All 10 runners acquitted themselves brilliantly. There were a healthy 5 PB’s for the men with a further PB for Nina. Julie Platt managed to achieve a superb championship entry time of 3.14. Nina, Mark, Chris S, Chris B & Barry all achieved GFA. Storming his way up the club records was Mark Glynn, now holding sub three hour marathon times in both the V40 & V45 categories.

It certainly looks likely that 2016 will see another bumper entry into both Manchester & London Marathons. They are both excellent events so whichever you are in you won’t be short of Harriers for company!

A few of my favourite marathon season pictures…
























So how does this leaves the club records for this year..

Club records 2015


And very importantly the all time records!

All time records



Harriers take on the Masters Relays

A healthy number of the more senior members of Wigan Harriers (but very young looking!) signed up to run the British Masters Road Relays in Sutton Park Birmingham. We were able to field five teams in an event that attracts high calibre senior runners from all over the country, with first time appearances for a number of Harriers.

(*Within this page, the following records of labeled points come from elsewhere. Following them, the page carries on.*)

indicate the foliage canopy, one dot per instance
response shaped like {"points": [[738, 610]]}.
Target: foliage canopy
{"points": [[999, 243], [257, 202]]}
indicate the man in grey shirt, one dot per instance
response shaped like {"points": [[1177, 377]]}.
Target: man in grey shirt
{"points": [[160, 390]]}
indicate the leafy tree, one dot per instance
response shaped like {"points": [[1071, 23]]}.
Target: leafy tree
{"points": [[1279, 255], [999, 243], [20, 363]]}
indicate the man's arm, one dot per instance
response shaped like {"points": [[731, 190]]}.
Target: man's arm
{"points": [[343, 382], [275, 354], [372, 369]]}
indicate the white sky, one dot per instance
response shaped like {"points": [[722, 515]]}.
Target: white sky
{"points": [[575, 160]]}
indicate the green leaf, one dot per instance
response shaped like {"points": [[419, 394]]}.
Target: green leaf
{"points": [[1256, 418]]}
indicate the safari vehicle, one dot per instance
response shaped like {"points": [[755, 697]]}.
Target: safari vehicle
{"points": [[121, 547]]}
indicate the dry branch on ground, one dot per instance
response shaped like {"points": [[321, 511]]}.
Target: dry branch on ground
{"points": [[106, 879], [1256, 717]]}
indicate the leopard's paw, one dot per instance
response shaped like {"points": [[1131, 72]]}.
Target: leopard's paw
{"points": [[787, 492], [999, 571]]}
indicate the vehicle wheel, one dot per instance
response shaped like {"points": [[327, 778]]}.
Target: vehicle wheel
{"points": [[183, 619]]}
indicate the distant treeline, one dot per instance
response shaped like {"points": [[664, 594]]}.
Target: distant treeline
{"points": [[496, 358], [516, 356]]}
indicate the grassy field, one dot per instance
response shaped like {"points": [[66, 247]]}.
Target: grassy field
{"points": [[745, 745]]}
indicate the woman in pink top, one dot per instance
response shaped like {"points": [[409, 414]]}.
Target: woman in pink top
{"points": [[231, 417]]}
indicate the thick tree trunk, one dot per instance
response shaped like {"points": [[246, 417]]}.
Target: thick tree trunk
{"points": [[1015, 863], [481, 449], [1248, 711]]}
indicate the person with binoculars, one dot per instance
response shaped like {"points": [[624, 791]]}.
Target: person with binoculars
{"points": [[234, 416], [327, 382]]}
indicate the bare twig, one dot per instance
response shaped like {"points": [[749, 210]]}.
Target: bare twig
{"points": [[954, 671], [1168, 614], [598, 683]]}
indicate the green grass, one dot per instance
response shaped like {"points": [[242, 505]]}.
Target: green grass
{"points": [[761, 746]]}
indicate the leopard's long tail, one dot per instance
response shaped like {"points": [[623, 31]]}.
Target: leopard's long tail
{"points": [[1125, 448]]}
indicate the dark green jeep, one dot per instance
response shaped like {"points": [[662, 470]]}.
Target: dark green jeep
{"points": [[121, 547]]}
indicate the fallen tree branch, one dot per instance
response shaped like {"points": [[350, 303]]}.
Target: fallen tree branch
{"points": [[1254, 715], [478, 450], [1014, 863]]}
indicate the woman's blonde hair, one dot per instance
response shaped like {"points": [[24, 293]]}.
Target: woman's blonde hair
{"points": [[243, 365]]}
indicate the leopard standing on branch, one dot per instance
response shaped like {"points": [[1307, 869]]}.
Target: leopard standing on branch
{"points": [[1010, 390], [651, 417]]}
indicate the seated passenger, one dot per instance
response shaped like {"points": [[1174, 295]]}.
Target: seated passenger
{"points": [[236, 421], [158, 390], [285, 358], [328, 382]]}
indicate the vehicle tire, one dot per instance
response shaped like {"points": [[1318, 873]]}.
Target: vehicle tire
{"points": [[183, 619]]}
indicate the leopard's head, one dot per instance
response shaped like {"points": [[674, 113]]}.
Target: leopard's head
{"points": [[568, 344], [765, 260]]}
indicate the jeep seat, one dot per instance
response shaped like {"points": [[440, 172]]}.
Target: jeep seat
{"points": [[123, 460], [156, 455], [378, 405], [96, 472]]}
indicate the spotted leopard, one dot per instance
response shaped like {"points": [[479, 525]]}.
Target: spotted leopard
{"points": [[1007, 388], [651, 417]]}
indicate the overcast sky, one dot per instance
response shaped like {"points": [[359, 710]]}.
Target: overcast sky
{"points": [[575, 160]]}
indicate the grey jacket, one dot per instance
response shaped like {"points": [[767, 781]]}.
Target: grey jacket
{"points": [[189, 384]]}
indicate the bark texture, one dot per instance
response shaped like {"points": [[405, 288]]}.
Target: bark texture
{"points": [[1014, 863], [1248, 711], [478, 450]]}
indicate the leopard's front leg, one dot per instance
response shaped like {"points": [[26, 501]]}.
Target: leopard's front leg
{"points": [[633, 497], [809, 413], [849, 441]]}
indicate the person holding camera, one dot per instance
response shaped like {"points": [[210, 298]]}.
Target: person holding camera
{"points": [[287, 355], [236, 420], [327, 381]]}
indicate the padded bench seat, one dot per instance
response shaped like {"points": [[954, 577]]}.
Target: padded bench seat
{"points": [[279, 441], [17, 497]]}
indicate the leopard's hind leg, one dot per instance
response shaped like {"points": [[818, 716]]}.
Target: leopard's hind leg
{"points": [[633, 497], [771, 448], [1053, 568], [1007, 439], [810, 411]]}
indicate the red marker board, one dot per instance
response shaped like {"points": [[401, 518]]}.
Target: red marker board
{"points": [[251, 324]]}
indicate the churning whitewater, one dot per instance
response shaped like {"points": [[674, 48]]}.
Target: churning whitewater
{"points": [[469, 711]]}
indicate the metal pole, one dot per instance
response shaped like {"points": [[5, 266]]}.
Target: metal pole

Sutton Park was the splendid setting for proceedings, a fantastic area of miles of woodland, grassland, lakes and trails all generally car free. Although the forecast was for a cool cloudy day, Sutton Coldfield delivered a pleasantly warm sunny day for the third year running.

The course is a single three mile loop over undulating roads with the majority of the climbing done in the first half mile. A brisk wind added to the challenge with the men adamant that this strengthened through the day!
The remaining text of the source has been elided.